Auparavant, les jeux d’argent étaient formellement interdits en Suisse. Après l’assouplissement des lois destinées à ce secteur en 1993, les casinos en dur sont apparus petit à petit dans les grandes agglomérations des cantons helvétiques. Les taxes collectées ont permis de financer de nombreux projets initiés par le pouvoir public.
Depuis l’apparition des casinos en ligne légaux en Suisse, les chiffres d’affaires des casinos terrestres suisses ont connu une baisse non négligeable.
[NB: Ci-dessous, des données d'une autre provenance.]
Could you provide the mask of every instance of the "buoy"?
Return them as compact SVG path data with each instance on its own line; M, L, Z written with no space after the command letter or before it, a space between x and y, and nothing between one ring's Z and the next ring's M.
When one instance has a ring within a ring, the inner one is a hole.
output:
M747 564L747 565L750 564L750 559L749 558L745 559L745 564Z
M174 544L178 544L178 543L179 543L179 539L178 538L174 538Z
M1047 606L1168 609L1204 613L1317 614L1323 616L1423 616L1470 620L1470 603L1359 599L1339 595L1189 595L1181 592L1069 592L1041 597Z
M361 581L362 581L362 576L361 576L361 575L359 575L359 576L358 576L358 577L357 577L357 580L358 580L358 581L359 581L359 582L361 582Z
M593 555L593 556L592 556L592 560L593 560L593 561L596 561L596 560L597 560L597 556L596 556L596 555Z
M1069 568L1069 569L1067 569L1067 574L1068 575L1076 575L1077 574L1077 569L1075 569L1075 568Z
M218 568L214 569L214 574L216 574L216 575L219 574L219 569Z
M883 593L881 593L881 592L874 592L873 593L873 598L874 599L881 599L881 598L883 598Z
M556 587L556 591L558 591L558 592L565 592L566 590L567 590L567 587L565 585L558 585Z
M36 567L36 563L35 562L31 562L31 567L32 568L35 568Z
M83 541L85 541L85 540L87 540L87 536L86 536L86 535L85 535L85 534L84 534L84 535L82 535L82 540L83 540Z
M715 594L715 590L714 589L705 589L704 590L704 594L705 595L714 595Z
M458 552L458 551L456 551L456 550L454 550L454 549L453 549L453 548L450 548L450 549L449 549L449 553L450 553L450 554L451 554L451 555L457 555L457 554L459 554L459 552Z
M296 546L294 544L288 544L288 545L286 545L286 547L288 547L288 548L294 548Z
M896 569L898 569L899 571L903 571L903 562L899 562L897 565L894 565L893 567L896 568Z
Ces derniers veulent bien opérer en ligne et travailler dans la légalité, mais les règlementations de l’État Fédéral interdisent encore l’exploitation des plateformes de jeux en ligne dans le territoire national. Les joueurs suisses, dont le nombre augmente de jour en jour, se voient obligés de visiter les casinos domiciliés dans les pays limitrophes auxquels ils ont accès pour faire des mises. Ces plateformes sont très sollicitées par les internautes issus de tous les horizons.
Pour assurer des sources durables aux finances publiques, les législateurs suisses sont en train de faire des réformes. Une proposition de loi destinée aux jeux d’argent en ligne est en cours.
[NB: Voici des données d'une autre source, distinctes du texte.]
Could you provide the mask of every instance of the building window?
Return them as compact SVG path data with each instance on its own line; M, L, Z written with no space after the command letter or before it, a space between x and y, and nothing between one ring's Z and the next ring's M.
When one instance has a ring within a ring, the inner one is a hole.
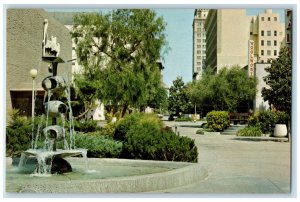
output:
M197 34L197 37L201 37L201 34Z
M271 46L271 41L267 41L267 46Z
M277 50L274 50L274 56L277 56Z
M261 46L264 46L264 44L265 44L265 43L264 43L264 40L261 40L261 41L260 41L260 45L261 45Z
M271 55L271 51L267 50L267 55L270 56Z
M197 43L201 43L201 39L197 39Z
M201 56L197 56L197 59L200 60L200 59L201 59Z
M267 32L267 35L268 35L268 36L271 36L271 31L268 31L268 32Z
M264 60L261 60L261 63L264 63L265 61Z
M197 62L197 65L201 65L201 62Z
M277 41L276 40L274 40L274 46L277 46Z
M271 21L271 17L268 17L268 21Z
M265 21L265 17L261 17L261 21Z
M274 17L274 21L277 21L277 17Z
M261 30L260 35L261 35L261 36L264 36L264 35L265 35L265 31L264 31L264 30Z
M276 30L274 30L274 36L277 36L277 31Z
M260 54L261 54L261 55L264 55L264 54L265 54L264 50L261 50L261 51L260 51Z
M201 48L201 45L197 45L197 48Z
M201 54L201 51L200 51L200 50L198 50L198 51L197 51L197 54Z
M250 36L252 36L253 35L253 33L252 32L250 32Z

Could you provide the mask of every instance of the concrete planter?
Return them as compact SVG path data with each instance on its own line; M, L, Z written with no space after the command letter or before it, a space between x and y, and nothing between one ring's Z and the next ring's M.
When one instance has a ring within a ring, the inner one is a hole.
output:
M287 127L285 124L276 124L274 137L285 137L287 135Z

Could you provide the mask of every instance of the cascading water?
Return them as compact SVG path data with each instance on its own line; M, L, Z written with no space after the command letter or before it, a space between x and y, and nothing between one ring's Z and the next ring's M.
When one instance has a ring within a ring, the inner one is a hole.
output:
M47 22L45 20L45 23ZM44 30L44 34L46 32L47 30ZM44 43L47 43L47 40L47 37L44 36ZM59 47L59 45L57 46ZM32 125L31 149L22 152L19 162L19 167L22 167L26 164L29 156L35 157L37 159L37 167L33 173L35 176L49 176L53 172L72 171L71 165L63 159L68 156L82 155L87 168L87 150L75 148L70 85L67 84L64 77L57 75L58 64L65 63L58 57L58 53L59 49L43 47L42 60L51 64L48 67L49 73L52 73L42 81L42 87L45 90L45 113L40 117L36 133L34 133L34 124ZM62 97L66 98L66 101L61 100ZM45 116L46 120L43 123ZM69 125L68 130L66 130L66 122Z

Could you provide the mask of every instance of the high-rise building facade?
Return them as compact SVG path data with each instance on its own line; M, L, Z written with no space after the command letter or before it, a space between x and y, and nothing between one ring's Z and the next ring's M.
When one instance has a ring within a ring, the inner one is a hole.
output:
M206 32L204 29L208 9L196 9L193 21L193 79L202 76L206 60Z
M277 58L280 47L285 44L284 24L279 22L279 14L266 9L257 16L257 51L258 62L266 63L268 59ZM255 28L254 28L255 29Z
M248 42L254 41L254 62L277 58L284 45L284 24L271 9L247 16L246 9L209 10L206 22L206 64L216 71L248 65Z
M206 67L218 71L224 66L247 65L250 21L245 9L209 10L205 22Z

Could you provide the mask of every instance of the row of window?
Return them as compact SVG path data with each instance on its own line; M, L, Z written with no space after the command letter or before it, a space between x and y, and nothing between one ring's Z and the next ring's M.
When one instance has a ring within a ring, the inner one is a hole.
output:
M260 45L264 46L265 45L265 41L261 40L260 41ZM270 40L267 41L267 46L271 46L271 41ZM277 40L274 40L274 46L277 46Z
M261 31L260 31L260 35L261 35L261 36L265 36L265 31L264 31L264 30L261 30ZM267 31L267 36L271 36L271 31L270 31L270 30ZM277 36L277 30L274 30L273 36Z
M199 34L199 33L197 34L197 37L201 37L201 36L205 37L205 33L202 32L201 34Z
M271 21L271 17L266 17L268 19L268 21ZM265 17L261 17L260 18L261 21L265 21ZM277 17L273 17L274 21L277 22Z
M205 43L205 39L197 39L197 43L201 43L201 41L202 41L202 43Z
M197 45L197 49L200 49L201 48L201 45ZM202 48L206 48L206 45L202 45Z
M197 60L201 60L201 58L202 58L203 60L206 59L206 57L197 56Z
M197 54L205 54L205 49L203 49L202 51L201 50L197 50Z
M277 50L274 50L273 53L273 56L277 56ZM265 55L265 50L261 50L260 55ZM271 56L271 50L267 50L267 56Z

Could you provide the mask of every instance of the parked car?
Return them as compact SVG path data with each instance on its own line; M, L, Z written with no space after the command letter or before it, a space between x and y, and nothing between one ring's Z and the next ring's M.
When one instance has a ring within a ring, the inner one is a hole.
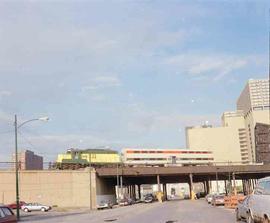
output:
M14 215L12 210L5 205L0 205L0 223L15 222L17 222L17 217Z
M144 198L144 203L152 203L154 201L153 194L146 194Z
M211 204L213 206L224 205L224 195L222 195L222 194L216 194L216 195L214 195L212 197Z
M196 193L197 199L203 198L205 196L206 196L205 192L198 192L198 193Z
M248 214L248 200L247 196L243 201L240 201L235 209L236 221L246 220Z
M120 206L127 206L135 203L136 203L135 200L133 200L132 198L123 198L119 201Z
M270 177L263 178L249 196L247 222L270 223Z
M21 209L25 212L30 212L30 211L49 211L52 208L50 206L47 205L42 205L39 203L29 203L29 204L25 204L21 207Z
M98 205L97 205L97 209L106 209L106 208L112 208L113 204L109 201L101 201Z
M20 201L19 202L19 208L21 208L23 205L25 205L26 203L24 202L24 201ZM9 208L11 208L11 209L16 209L17 208L17 203L16 202L14 202L14 203L12 203L12 204L8 204L7 205Z
M214 195L216 194L207 194L205 196L205 200L207 201L208 204L211 204Z

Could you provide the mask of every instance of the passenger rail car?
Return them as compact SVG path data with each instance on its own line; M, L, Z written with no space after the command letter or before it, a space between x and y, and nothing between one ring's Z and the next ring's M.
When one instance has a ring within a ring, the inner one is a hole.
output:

Une législation attractive pour les casinos en ligne ?

Sur les 8.000.000 d’individus que compte la Suisse, les statisticiens estiment que le 1/5 joue régulièrement en ligne. Dans un rapport diffusé par la Fédération Suisse des Casinos, les mises annuelles engagées par les Helvètes se montent à des dizaines de millions d’euros. Le gouvernement fédéral Suisse cherche toutes les mesures possibles et envisageables permettant d’engranger cette somme colossale dans le panier national. Par la même occasion, il aura l’opportunité d’assouplir ces lois et d’aligner la législation locale à celles de ses consœurs européennes.
D’après cette nouvelle loi appelée « Gambling act », seuls les établissements terrestres suisses ayant pignon sur rue peuvent opérer en ligne. Cette alternative garantit les volets sécurité, crédibilité et fiabilité des sites. Elle permet aussi de protéger les mineurs contre les jeux d’argent et les accros de l’addiction. Grâce au « Gambling act », les tricheries et tout type d’infractions à la loi seront sous le contrôle de l’État.
Côté fiscalité, les joueurs en ligne auront tout à gagner. Les gains réalisés dans les casinos en ligne sont exonérés d’impôts. D’autres mesures d’accompagnement jouent en faveur des casinos nationaux. Attendez la promulgation qui est prévue pour fin aout de cette année pour voir tous les avantages du « Gambling act ». Toutefois, les Helvètes ont déjà fait un grand pas en faveur des joueurs et bien sûr, pour le bien de l’économie locale.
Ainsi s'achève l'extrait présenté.